When Kaufmann died his widow asked a number of UFO researchers including Mark Rodiegher and Mark Chesney to look at some of the papers that Kaufmann had left behind. What they discovered was the evidence that Kaufmann had fabricated his tale of involvement in the Roswell case, had forged documents about his military experience, and had created letters that were clearly faked. Kaufmann’s testimony was of no use and his tale nothing but invention.

But suddenly there were other questions. What about Walter Haut? He was the source of the Kaufmann lead. And, while talking to Haut about a decade ago, we asked about Kaufmann. Haut told us that anything Kaufmann said was golden. That was his word. Golden. Now we knew it was not.

Robert Shirkey had been assigned to the base in July, 1947, as an assistant operations officer.

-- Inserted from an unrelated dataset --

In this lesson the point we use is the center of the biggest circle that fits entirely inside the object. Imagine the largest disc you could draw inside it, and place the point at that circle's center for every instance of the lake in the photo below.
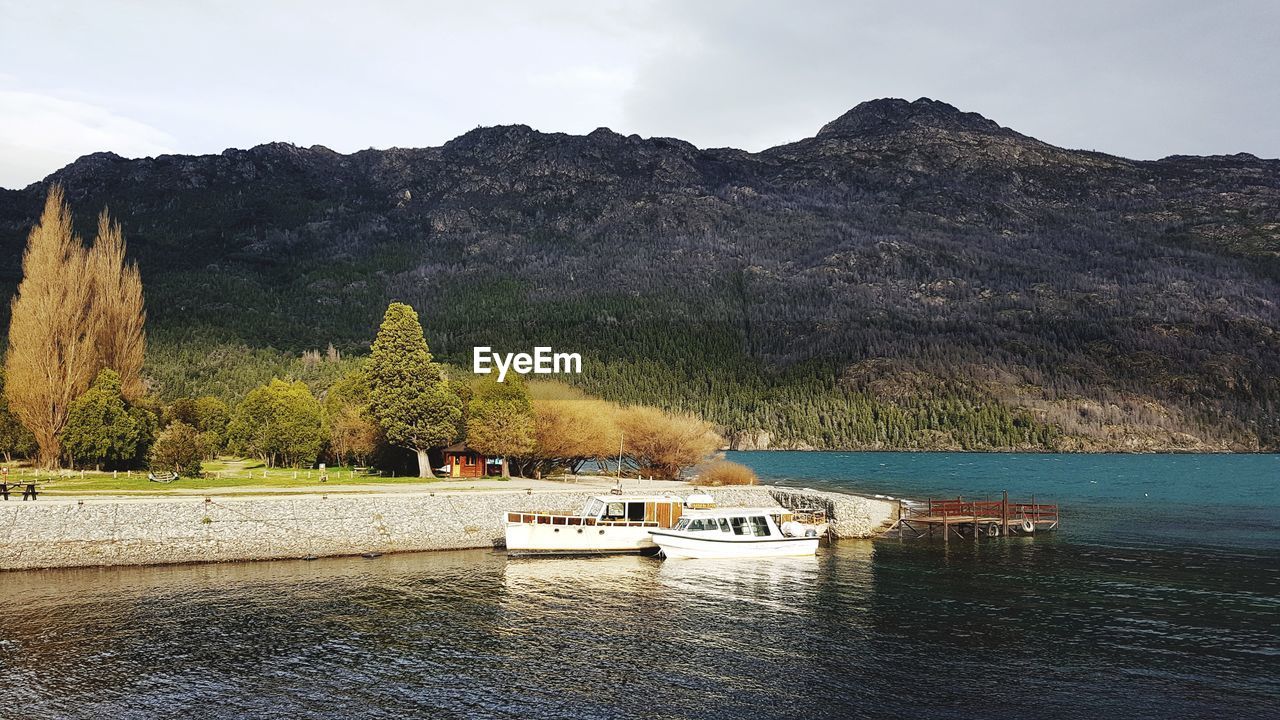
(1159, 597)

He claimed limited knowledge of the case, but did suggest he had seen debris from the crash carried through the operations building so long ago. He provided a description of that debris that didn’t really match that given by other witnesses. It was close, but no real match.

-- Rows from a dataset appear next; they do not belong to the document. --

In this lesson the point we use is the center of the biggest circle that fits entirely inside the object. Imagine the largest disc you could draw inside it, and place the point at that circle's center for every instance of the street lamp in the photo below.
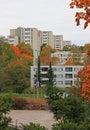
(37, 81)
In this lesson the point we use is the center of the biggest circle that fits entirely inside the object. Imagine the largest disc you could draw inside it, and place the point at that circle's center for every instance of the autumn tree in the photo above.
(84, 14)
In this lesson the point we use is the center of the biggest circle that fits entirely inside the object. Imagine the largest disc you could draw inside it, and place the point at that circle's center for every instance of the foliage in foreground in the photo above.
(33, 126)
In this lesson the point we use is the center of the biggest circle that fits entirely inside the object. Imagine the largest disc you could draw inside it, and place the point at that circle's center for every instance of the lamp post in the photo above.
(37, 78)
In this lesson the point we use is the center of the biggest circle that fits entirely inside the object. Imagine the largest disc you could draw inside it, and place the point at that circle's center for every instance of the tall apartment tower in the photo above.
(58, 40)
(27, 35)
(19, 32)
(48, 38)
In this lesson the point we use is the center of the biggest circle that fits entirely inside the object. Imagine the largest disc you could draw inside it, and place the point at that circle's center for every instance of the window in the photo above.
(60, 82)
(60, 69)
(68, 82)
(75, 69)
(44, 69)
(60, 75)
(54, 69)
(68, 69)
(68, 76)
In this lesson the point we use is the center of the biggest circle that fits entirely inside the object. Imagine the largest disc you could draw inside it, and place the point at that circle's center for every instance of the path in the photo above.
(44, 118)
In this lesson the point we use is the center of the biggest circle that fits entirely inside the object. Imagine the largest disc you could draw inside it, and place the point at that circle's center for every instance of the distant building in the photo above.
(58, 40)
(62, 55)
(65, 76)
(35, 38)
(48, 38)
(67, 43)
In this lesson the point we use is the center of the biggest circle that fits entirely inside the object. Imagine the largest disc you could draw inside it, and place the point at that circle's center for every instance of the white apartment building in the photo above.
(58, 40)
(48, 38)
(13, 40)
(65, 76)
(67, 43)
(62, 55)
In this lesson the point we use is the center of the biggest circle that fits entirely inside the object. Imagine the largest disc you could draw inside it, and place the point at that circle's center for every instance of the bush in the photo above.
(33, 126)
(19, 103)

Kaufmann and Shirkey wrote a book together about their Roswell experiences. Does this suggest that Shirkey’s tale is less than reliable? Well, sort of. Though it could be argued that Shirkey’s original tale was of such limited importance and his involvement so fleeting, that he could be excused for not knowing that Kaufmann’s claims were bogus.

But not so Philip J. Corso. In 1997, Corso burst on the Roswell scene with his bestseller, The Day After Roswell. He claimed inside knowledge, he claimed that he knew the whole story, and that he was responsible for salting Earth-based technology with that from the recovered alien ship.
When Corso and Kaufmann appeared on a radio program together and their stories came into conflict, Corso always bowed to Kaufmann’s greater knowledge. But, if Corso was who he said he was, wouldn’t he have known that Kaufmann was a fake? Why would Corso seem to endorse a man whose tale we now know is faked?

Corso’s story is rejected for quite a few other reasons and this is just one more. But it suggests something here. That those who are inventing their tales are quite careful not to label others as frauds. They support one another because in numbers, there is strength.

It was something that we saw in the contactee movement of the 1950s. George Adamski, who claimed to have ridden in a flying saucer, at the invitation of the crew, did not dispute the tale of George Van Tassel who claimed to have ridden in a flying saucer at the invitation of the crew. Adamski was friends with the Venusians and Van Tassel with the Martians. Adamski might suggest you couldn’t trust any of the Martians and Van Tassel would suggest the Venusians were not honest, but neither man directly attacked the other. Mutual support.

And that is what we have here. Kaufmann, we know, invented his tales of inside knowledge. Corso, would claimed the same thing, supported Kaufmann, as Kaufmann supported him. It is clear from the assembled evidence that neither man had inside knowledge.

Where does that leave Walter Haut? He was close to William Blanchard, the commander of the 509th Bomb Group, he was close to the inside on this story, and he was the one who gave us Frank Kaufmann. Doesn’t that call his testimony into question? Shouldn’t he have known that Kaufmann was not telling the truth? Especially when it is remembered that both men lived in Roswell long after the UFO crash and that they apparently knew one another for many years.

That, then, is the impact of Kaufmann. We know that his tale was bogus. If these others, who suggested they knew much more, who suggested inside knowledge, were who they claimed to be, they would have known that Kaufmann wasn’t telling the truth. And if they didn’t know, then their own tales are open to criticism. And that is the legacy of Kaufmann. We have a window into the Roswell case that we didn’t have earlier thanks to the destruction of the Kaufmann story.